In queste settimane i lettori vedono ripetersi nelle cronache che si deve conciliare il rigore con più sviluppo. Cercherò di chiarire tale concetto e di mostrare come applicarlo.
La priorità del rigore è determinata dal fatto che il mercato ha meno fiducia nella “ripagabilità” dei debiti delle euronazioni gonfiati a seguito della crisi finanziaria globale. Un debito pubblico viene continuamente rifinanziato. Significa che uno Stato, per ripagare i titoli giunti a maturazione, ne emette altri. Se il mercato non li compra, o se per farlo pretende un premio troppo alto, costringe uno Stato a dichiarare l’insolvenza parziale o totale. Catastrofe. Questo è il problema corrente di Grecia, Portogallo ed Irlanda per risolvere il quale è stato creato il Fondo europeo con la missione di comprare a prezzi “politici” i titoli di debito meno credibili.
L’Italia è più solida, ma è vulnerabile all’effetto contagio di eventuali insolvenze altrui per l’enormità del suo debito, quasi il 120% del Pil. Per rassicurare il mercato, quindi, l’Italia è costretta a dimostrare due cose: (a) che non aumenterà il debito arrivando il prima possibile alla condizione di pareggio nel bilancio statale; (b) che ne ridurrà ogni anno una parte. La prima cosa impone tagli alla spesa pubblica che equilibrino entrate ed uscite. La seconda definisce la priorità della crescita in quanto se il Pil non sale non vi saranno sufficienti entrate (gettito).

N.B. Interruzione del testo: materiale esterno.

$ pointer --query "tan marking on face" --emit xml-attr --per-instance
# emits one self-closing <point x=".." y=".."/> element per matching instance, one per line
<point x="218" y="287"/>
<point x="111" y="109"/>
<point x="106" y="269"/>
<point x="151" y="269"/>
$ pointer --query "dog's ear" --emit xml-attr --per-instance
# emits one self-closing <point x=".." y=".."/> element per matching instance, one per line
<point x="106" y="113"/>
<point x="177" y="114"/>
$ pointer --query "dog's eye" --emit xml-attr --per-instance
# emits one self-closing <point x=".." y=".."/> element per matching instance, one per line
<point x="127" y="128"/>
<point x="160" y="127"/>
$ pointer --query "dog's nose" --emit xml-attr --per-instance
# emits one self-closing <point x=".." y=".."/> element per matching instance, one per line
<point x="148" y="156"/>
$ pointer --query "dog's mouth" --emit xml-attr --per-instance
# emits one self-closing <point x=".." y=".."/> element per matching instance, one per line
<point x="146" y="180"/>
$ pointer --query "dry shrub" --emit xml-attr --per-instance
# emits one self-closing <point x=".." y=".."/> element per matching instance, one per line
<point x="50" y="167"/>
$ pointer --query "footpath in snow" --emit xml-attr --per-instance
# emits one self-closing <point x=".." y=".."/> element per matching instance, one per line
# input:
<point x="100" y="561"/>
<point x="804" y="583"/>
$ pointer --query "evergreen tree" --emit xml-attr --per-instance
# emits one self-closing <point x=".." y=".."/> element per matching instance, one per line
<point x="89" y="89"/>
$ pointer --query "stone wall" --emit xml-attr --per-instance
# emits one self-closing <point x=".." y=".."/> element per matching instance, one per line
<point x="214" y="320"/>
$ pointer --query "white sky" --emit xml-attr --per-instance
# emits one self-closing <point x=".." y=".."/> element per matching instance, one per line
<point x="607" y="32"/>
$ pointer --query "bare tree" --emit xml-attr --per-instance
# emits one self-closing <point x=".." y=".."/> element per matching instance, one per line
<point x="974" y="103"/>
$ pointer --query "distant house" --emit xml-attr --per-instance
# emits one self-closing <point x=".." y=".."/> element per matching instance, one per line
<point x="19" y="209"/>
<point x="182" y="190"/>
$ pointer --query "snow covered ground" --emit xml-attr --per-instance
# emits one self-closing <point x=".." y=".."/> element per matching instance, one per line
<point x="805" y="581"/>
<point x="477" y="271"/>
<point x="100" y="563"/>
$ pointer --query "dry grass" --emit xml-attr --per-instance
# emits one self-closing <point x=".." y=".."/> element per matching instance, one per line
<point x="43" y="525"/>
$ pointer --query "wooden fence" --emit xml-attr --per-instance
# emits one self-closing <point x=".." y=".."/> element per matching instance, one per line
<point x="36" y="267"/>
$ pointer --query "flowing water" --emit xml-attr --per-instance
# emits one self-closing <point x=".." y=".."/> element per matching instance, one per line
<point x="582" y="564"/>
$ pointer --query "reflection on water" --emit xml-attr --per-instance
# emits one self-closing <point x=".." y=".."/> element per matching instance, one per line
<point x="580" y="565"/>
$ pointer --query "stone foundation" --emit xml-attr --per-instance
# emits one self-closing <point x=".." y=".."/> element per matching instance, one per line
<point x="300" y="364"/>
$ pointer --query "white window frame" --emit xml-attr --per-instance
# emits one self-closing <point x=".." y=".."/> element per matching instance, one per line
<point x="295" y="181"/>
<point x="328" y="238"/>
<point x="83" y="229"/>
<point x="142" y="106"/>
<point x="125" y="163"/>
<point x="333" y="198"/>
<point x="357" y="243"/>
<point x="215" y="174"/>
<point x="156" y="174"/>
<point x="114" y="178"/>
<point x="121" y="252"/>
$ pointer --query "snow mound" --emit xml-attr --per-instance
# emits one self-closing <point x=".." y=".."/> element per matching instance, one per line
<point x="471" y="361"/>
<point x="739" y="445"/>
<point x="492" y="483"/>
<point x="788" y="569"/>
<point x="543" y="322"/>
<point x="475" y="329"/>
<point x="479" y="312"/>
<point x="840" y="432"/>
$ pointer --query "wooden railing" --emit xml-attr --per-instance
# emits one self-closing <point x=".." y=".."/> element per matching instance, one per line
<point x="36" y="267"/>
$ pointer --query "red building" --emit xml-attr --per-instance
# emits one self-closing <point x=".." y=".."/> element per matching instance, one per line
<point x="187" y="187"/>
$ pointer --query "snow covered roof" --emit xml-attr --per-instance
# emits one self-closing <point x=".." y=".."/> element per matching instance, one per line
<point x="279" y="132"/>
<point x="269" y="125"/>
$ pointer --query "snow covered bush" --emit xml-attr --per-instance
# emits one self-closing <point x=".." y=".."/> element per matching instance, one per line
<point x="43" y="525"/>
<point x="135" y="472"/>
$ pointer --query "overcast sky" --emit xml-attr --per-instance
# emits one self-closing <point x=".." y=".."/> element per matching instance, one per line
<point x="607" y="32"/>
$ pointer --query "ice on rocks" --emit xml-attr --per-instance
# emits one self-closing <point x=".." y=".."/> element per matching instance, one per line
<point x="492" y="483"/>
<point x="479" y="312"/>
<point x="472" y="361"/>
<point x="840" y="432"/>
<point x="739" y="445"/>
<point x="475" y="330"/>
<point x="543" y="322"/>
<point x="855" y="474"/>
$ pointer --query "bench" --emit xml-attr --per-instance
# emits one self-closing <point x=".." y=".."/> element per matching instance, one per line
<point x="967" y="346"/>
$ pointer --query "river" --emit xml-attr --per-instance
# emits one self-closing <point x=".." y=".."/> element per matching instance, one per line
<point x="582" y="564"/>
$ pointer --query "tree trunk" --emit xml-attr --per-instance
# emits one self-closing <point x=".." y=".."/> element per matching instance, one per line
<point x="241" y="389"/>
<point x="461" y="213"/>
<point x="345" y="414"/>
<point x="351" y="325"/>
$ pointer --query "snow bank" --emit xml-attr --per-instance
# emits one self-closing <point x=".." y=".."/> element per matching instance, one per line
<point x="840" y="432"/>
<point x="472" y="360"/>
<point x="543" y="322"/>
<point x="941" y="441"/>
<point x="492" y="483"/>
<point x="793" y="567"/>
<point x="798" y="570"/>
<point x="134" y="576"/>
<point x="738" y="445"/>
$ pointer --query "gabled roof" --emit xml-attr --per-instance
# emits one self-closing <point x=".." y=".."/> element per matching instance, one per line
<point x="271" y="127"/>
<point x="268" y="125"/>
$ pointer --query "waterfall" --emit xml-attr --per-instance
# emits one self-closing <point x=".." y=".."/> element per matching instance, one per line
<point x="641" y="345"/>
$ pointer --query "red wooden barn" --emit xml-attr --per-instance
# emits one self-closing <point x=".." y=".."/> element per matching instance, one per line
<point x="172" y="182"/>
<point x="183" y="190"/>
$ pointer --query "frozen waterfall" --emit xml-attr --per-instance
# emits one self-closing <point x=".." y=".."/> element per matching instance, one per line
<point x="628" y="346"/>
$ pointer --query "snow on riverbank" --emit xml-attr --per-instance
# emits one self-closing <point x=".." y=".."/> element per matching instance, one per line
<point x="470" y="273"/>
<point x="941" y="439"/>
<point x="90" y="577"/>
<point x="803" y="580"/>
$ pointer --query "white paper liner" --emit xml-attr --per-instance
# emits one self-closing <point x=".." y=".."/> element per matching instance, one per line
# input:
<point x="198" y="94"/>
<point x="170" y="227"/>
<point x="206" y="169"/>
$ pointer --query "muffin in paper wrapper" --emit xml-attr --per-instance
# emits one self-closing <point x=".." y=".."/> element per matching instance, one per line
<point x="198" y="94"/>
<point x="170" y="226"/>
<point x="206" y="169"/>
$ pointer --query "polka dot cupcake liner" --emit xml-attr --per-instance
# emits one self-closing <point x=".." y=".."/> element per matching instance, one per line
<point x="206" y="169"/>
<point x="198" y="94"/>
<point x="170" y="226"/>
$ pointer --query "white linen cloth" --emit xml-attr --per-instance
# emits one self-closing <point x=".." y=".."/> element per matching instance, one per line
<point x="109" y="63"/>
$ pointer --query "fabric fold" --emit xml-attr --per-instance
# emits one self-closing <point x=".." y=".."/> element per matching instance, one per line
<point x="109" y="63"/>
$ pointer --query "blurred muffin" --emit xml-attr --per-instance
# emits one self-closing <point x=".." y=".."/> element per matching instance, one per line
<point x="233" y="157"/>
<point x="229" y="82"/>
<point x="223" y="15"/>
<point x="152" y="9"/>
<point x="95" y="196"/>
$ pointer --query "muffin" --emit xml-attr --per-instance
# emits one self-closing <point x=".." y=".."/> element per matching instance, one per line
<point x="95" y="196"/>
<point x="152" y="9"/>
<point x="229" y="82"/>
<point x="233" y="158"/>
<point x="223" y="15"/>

In particolare, il taglio della spesa riduce il denaro nel sistema producendo un effetto deflazionistico, cioè di impoverimento. È evidente che per evitarlo bisogna stimolare il mercato affinché compensi questa perdita di ricchezza con guadagni da altre parti. Il governo sta tentando di farlo, incalzato dalle categorie produttive che stanno sentendo in modo sempre più pesante l’impoverimento stesso. Ma l’economia italiana non riesce a crescere a sufficienza. Nel 2011 il Pil salirà di circa l’1% mentre, per bilanciare i tagli di bilancio ora previsti, dovrebbe almeno arrivare oltre al 2%.



Come farla crescere di più? Molti analisti, notando che la bassa crescita affligge l’Italia fin dai primi anni ’90, ritengono che ci voglia un cambio di modello, in particolare da uno di tipo socialista ad uno più liberalizzato che stimoli la creazione della ricchezza. Io sono più che d’accordo, ma ciò implica trasferire gran parte della popolazione dal mercato protetto ad uno competitivo. La gente non è pronta a farlo e voterebbe contro. Tale considerazione porta a chiedersi: migliorando che cosa  riusciremo a crescere di più, ottenendo la possibilità di cambiare il modello con tempi più lunghi e modi più dolci?
La ricetta per più crescita è semplice: meno tasse, meno costi sistemici e meno burocrazia che ostacola le attività produttive. Ma sarà possibile? Certamente, in particolare due cose: (1) sostituire i trasferimenti di denari pubblici, circa 35-40 miliardi alle imprese (incentivi, aiuti diretti, ecc.) con una detassazione su tutte le attività produttive; (b) ridurre gli apparati pubblici inutili e la loro spesa improduttiva, in particolare sul piano locale, per dare più spazio di bilancio alla detassazione ed al requisito di rigore. Tale azione porterebbe la crescita oltre il 2% e non comporterebbe il licenziamento di alcuno, anzi, facendo soffrire solo una minoranza di aziende e persone nel sistema politico che vivono con modi parassitari. Sarà difficile farlo per le resistenze dei politici e loro clienti, ma i lettori sappiano che questa è la soluzione più semplice ed indolore per i più.